- Film poster
- Directed by: Sunil Kumar Desai
- Screenplay by: Sunil Kumar Desai
- Story by: Sunil Kumar Desai
- Produced by: Lokesh R.
- Starring: Ramesh Aravind Anant Nag Harshika Poonacha Suman Divya Shetty Shridhar
- Cinematography: G.S. Bhaskar
- Edited by: B. S. Kemparaj
- Music by: Hamsalekha
- Production company: Sujana Creations
- Distributed by: Jayanna Films
- Release date: 4 March 2016;
- Running time: 153 minutes
- Country: India
- Language: Kannada

= ...Re =

...Re (If) is a 2016 Indian Kannada-language comedy film written and directed by Sunil Kumar Desai. The film has an ensemble cast consisting of veteran actors: Ramesh Aravind, Anant Nag, Master Hirannaiah, Loknath, Shivaram, Tennis Krishna, Ramesh Bhat, Vaijanath Biradar, Sharath Lohithaswa, Suman, G. K. Govinda Rao among others. Harshika Poonacha and debutant actress Suman play female leads in the film.
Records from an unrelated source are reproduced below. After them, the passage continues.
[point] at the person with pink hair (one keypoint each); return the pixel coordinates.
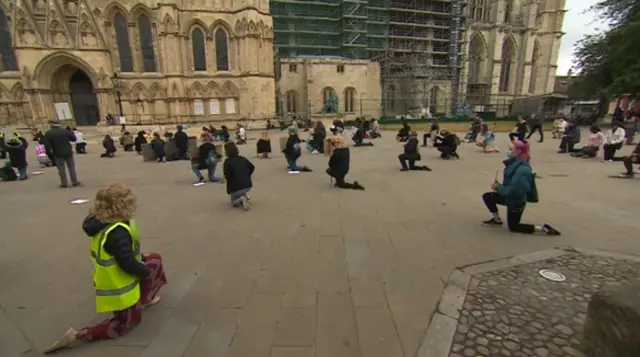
(517, 188)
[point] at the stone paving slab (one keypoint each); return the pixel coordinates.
(310, 270)
(505, 308)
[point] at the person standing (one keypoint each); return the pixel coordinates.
(58, 140)
(182, 143)
(536, 125)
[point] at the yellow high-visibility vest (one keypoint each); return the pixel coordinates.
(116, 290)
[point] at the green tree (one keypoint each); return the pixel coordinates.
(608, 61)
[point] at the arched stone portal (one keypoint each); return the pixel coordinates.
(70, 80)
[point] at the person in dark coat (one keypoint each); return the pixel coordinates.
(109, 147)
(157, 145)
(263, 146)
(447, 144)
(139, 141)
(359, 136)
(182, 144)
(18, 156)
(411, 154)
(570, 138)
(319, 134)
(339, 164)
(58, 142)
(237, 173)
(292, 152)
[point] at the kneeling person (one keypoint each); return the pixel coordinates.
(411, 154)
(339, 164)
(237, 172)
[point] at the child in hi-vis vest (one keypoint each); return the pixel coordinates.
(126, 281)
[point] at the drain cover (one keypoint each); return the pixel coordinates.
(552, 275)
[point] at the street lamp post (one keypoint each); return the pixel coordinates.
(116, 84)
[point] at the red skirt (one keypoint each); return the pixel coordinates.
(125, 320)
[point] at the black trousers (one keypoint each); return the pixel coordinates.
(514, 214)
(81, 148)
(538, 128)
(628, 162)
(610, 150)
(410, 158)
(516, 136)
(446, 151)
(567, 144)
(340, 182)
(424, 138)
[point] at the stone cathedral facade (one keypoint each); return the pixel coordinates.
(152, 61)
(512, 48)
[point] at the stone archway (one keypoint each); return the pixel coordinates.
(68, 79)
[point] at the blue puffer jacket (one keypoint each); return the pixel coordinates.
(517, 182)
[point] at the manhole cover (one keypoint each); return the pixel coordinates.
(552, 275)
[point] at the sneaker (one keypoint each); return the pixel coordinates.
(550, 231)
(357, 186)
(246, 205)
(493, 222)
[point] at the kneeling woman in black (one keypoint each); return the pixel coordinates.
(339, 164)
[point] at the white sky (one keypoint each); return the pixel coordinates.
(576, 24)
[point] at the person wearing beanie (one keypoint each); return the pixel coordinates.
(517, 188)
(293, 150)
(339, 164)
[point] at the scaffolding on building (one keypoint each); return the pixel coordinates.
(413, 40)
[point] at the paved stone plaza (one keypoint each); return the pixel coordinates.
(310, 270)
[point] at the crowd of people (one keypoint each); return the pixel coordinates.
(127, 281)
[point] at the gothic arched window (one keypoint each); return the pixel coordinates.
(7, 55)
(122, 40)
(534, 68)
(349, 100)
(199, 53)
(507, 59)
(292, 101)
(222, 53)
(146, 44)
(391, 97)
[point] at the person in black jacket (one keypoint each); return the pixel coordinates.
(520, 130)
(411, 154)
(182, 144)
(263, 146)
(139, 141)
(339, 164)
(447, 144)
(111, 227)
(319, 134)
(292, 152)
(157, 145)
(18, 156)
(358, 137)
(207, 159)
(109, 147)
(58, 141)
(237, 172)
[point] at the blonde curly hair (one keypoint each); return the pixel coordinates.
(114, 203)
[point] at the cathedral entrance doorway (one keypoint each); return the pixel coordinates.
(84, 102)
(72, 86)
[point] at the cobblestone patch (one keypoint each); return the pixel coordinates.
(516, 312)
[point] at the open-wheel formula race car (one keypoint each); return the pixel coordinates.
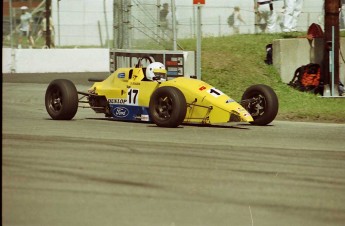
(145, 94)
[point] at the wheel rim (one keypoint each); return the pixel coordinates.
(55, 100)
(164, 107)
(256, 107)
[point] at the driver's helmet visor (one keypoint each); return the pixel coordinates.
(160, 74)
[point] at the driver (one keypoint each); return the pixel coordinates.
(156, 72)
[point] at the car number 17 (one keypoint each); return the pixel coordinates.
(132, 96)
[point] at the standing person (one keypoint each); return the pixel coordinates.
(267, 15)
(293, 9)
(163, 16)
(25, 27)
(235, 20)
(43, 30)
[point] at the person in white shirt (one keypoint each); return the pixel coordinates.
(267, 15)
(25, 27)
(293, 9)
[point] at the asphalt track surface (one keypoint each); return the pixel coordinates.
(92, 171)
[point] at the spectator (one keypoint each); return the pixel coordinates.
(342, 15)
(235, 20)
(43, 30)
(25, 27)
(267, 15)
(163, 16)
(293, 9)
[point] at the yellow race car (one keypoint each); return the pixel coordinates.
(146, 94)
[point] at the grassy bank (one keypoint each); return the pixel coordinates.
(233, 63)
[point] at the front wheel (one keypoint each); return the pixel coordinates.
(168, 107)
(261, 102)
(61, 99)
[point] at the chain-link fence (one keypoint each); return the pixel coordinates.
(134, 23)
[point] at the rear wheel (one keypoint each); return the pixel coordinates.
(262, 103)
(61, 99)
(168, 107)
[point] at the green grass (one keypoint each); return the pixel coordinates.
(233, 63)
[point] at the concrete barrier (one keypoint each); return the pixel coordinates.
(289, 54)
(54, 60)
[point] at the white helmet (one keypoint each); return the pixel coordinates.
(156, 71)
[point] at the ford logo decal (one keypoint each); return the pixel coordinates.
(121, 112)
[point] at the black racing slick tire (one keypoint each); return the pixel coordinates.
(167, 107)
(262, 103)
(61, 99)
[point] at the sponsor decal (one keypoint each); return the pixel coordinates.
(117, 101)
(215, 92)
(145, 118)
(230, 101)
(202, 88)
(120, 112)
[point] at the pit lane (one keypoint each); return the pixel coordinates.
(92, 171)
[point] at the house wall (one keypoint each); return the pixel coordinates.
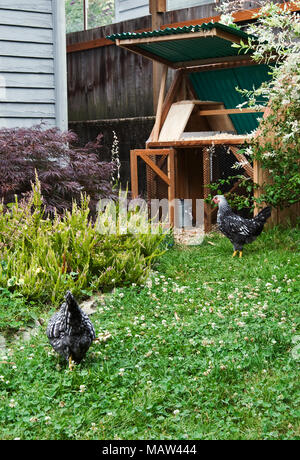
(32, 63)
Ananth Nag had revealed that the movie is thematically similar to Badal Sircar's play Ballabpurer Roopkatha.

==Production==
Pre-production of the film started in 2013 with the title Thandana Thandanaana. It was revealed that Lokesh R. under Sujana Creations would produce the film and that it would be mostly shot in and around Bengaluru.

Ace cinematographer G. S. Bhaskar who previously worked for Hollywood technicians such as Richard Attenborough handled the camera. Veteran music director Hamsalekha was signed to score music for the film. Anant Nag stated that the film was thematically similar to Badal Sircar's play Ballabpurer Roopkatha.

In an interview with The New Indian Express, the film's director Sunil Kumar Desai said that the film revolves around the "'ifs' of our lives". Lead actor of the film Ramesh Aravind described the film as "an out of the box love story, which has deep meaning with weird characterisations". Nag also felt that the film had "serious messages" about Indian cultural heritage and Adi Shankara's Advaita philosophy.

The film was touted as a comeback film for veterans of Kannada cinema such as director Desai, composer Hamsalekha and senior artists Loknath and Shivaram. In an interview with the Times of India, Ramesh Aravind said that ...Re may seem like a film from the 70s or 80s and that the "old world charm" of the film was intentional. The film makes a sweeping criticism at the state of open defecation in India.

== Soundtrack ==

| No. | Song title | Singers | Lyrics |
|---|---|---|---|
| 1 | "Nanondu Bilihaale" | Badri Prasad, Hiranmayee | Hamsalekha |
| 2 | "Savi Nenapina" | Badri Prasad | Hamsalekha |

==Reception==
A reviewer of Kannada Prabha wrote"Sunil Kumar Desai, who weaves a story that takes place almost between the four walls, goes to build a hall of speech, is not a good drama and does not show excellence technically, Sunil Kumar Desai is disappointing". Sunayana Suresh from The Times of India says "While the soundtrack from Hamsalekha could have been a tad more contemporary, that can be forgiven given the old-world charm to the entire tale. Watch this for a dose of laughter, with some intelligent witticisms as the bonus". Shyam Prasad S from Bangalore Mirror says "Ramesh Aravind delivers another good performance and seems to be growing younger. It can be safely said that Harshika Poonacha is one of the best actresses in Sandalwood".